# AJ and Extinct Red Snapper



## ted-hurst (Oct 4, 2007)

Went out for a short bit yesterday morning and landed a 44" AJ and some snapper. The red snapper pictured (28"+) is extremely rare and seldom seen in these waters. I was actually suprised that when I reeled up my Williamson vertical jig the snapper was on there. All in all a good day. My friend who reeled up the AJ was crying about his arms hurting so I'm going to get him a membership to "CURVES".

Ted


----------



## dailysaw (Jan 22, 2008)

Nice!
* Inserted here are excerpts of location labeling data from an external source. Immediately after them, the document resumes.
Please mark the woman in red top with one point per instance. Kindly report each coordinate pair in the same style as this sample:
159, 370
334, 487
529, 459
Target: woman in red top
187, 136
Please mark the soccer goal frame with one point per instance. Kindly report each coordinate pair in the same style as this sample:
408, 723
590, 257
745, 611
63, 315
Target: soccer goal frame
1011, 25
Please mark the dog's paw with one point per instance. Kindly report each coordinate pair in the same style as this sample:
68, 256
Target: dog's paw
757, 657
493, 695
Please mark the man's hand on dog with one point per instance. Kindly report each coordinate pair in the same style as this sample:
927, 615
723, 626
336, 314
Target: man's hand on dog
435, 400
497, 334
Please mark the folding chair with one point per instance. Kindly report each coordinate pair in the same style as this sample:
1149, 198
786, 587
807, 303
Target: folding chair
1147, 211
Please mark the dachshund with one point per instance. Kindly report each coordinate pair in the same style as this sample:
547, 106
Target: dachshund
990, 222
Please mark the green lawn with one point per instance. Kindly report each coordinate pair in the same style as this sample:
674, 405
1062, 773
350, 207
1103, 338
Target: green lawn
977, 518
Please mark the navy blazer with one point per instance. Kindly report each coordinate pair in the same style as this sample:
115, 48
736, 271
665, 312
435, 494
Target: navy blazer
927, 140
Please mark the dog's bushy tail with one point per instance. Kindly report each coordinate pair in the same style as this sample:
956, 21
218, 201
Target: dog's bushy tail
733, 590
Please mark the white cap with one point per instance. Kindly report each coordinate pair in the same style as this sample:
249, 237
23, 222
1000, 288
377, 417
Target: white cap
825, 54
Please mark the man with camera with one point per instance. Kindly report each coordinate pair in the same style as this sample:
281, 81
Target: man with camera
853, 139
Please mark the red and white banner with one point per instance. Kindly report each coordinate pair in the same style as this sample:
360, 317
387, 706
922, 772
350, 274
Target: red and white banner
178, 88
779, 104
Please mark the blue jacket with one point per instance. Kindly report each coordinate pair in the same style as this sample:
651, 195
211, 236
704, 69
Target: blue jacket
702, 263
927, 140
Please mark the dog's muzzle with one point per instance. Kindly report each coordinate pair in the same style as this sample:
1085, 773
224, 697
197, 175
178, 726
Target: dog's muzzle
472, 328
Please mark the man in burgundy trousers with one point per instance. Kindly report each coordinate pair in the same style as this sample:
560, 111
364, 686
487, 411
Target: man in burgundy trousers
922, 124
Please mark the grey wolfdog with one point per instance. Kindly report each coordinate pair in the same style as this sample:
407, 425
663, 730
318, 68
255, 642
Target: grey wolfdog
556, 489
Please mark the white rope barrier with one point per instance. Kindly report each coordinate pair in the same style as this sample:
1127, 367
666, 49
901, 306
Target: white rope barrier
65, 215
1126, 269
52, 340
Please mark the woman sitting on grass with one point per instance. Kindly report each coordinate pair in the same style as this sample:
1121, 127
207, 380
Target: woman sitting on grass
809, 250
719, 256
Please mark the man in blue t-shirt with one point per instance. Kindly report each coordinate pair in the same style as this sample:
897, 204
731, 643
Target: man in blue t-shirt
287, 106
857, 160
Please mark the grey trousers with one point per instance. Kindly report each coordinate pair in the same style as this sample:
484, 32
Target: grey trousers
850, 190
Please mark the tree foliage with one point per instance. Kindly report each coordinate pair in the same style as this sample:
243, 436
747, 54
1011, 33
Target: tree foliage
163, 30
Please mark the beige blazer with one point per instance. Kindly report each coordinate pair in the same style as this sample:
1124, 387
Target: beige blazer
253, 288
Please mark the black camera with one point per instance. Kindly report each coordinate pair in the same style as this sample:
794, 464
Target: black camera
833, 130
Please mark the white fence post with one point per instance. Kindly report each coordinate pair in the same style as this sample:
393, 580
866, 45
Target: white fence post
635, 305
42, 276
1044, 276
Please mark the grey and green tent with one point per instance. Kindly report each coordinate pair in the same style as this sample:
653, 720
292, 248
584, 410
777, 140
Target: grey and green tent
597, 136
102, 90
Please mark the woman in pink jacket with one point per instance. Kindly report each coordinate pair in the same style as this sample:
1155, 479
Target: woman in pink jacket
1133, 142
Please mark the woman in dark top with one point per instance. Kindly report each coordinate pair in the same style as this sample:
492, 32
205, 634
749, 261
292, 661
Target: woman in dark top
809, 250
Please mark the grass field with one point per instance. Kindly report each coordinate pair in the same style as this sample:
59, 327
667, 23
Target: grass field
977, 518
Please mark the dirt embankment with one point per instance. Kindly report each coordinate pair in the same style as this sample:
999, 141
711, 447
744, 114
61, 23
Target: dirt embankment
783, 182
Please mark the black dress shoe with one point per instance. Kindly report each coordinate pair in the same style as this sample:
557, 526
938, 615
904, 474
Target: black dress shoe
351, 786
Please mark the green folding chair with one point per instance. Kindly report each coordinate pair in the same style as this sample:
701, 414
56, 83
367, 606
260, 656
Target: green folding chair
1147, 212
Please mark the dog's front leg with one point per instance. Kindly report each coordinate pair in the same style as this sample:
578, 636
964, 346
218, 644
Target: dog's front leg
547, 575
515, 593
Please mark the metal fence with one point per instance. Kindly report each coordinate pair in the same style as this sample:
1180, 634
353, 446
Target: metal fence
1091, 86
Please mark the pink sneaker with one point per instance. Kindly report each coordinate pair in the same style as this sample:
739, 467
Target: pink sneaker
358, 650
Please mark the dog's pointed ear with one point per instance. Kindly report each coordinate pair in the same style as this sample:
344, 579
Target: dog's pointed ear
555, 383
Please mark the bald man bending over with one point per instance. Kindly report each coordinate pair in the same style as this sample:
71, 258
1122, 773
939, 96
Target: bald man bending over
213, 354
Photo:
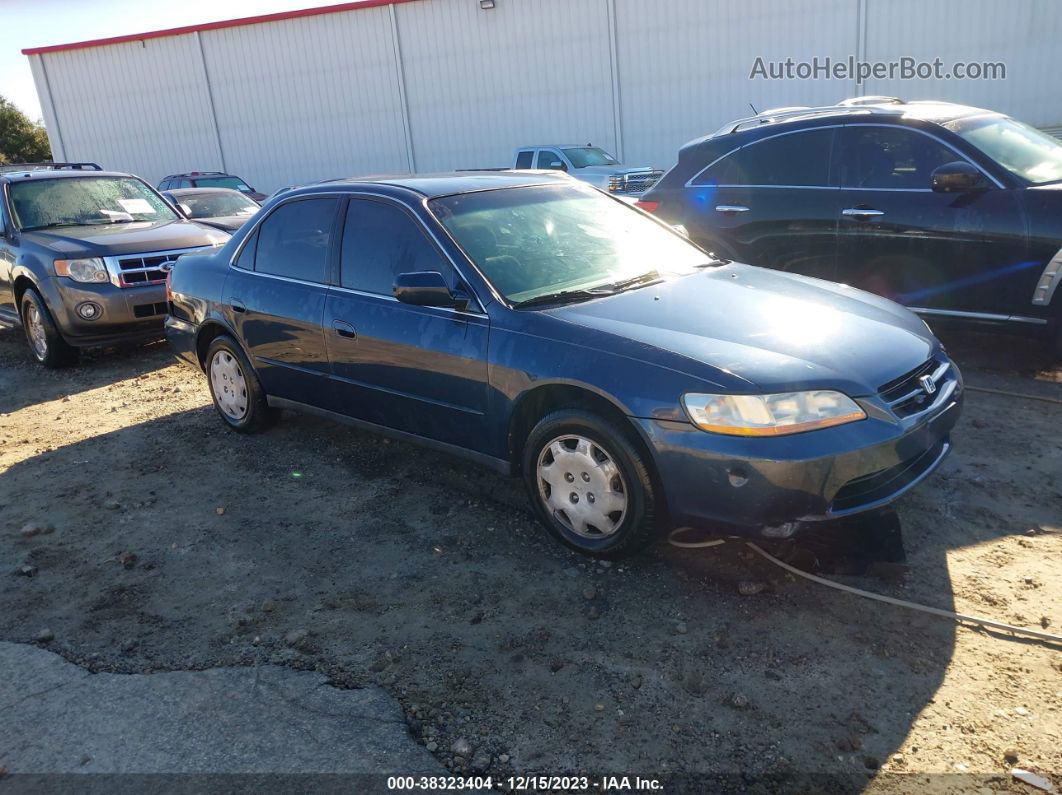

Jigging fo sho!!


----------



## younghooker (Oct 7, 2007)

so that's what they look like :confused1: I thought they were extinct


----------



## parrothead (Oct 1, 2007)

Very nice !!!!!!!!!!! Good report and thanks for posting.:thumbup::thumbup:

Scott


----------



## lobsterman (Sep 30, 2007)

Sounds like a great day, we did the same with 4 Ajs like that and you are right, the snapper are a major pain due to them being endangered ( yea right ).


----------



## DragonSlayer (Nov 2, 2007)

Good stuff right there.


----------



## ted-hurst (Oct 4, 2007)

I'm in the first pic with the snapper and I would have been crying also with that AJ.

Ted


----------



## cambosoup99 (Aug 29, 2008)

nice catch, can't wait til i get back.


----------



## bonehead senior (Jan 23, 2011)

can't reach the bottom for all the extinct red snappers go figure!!


----------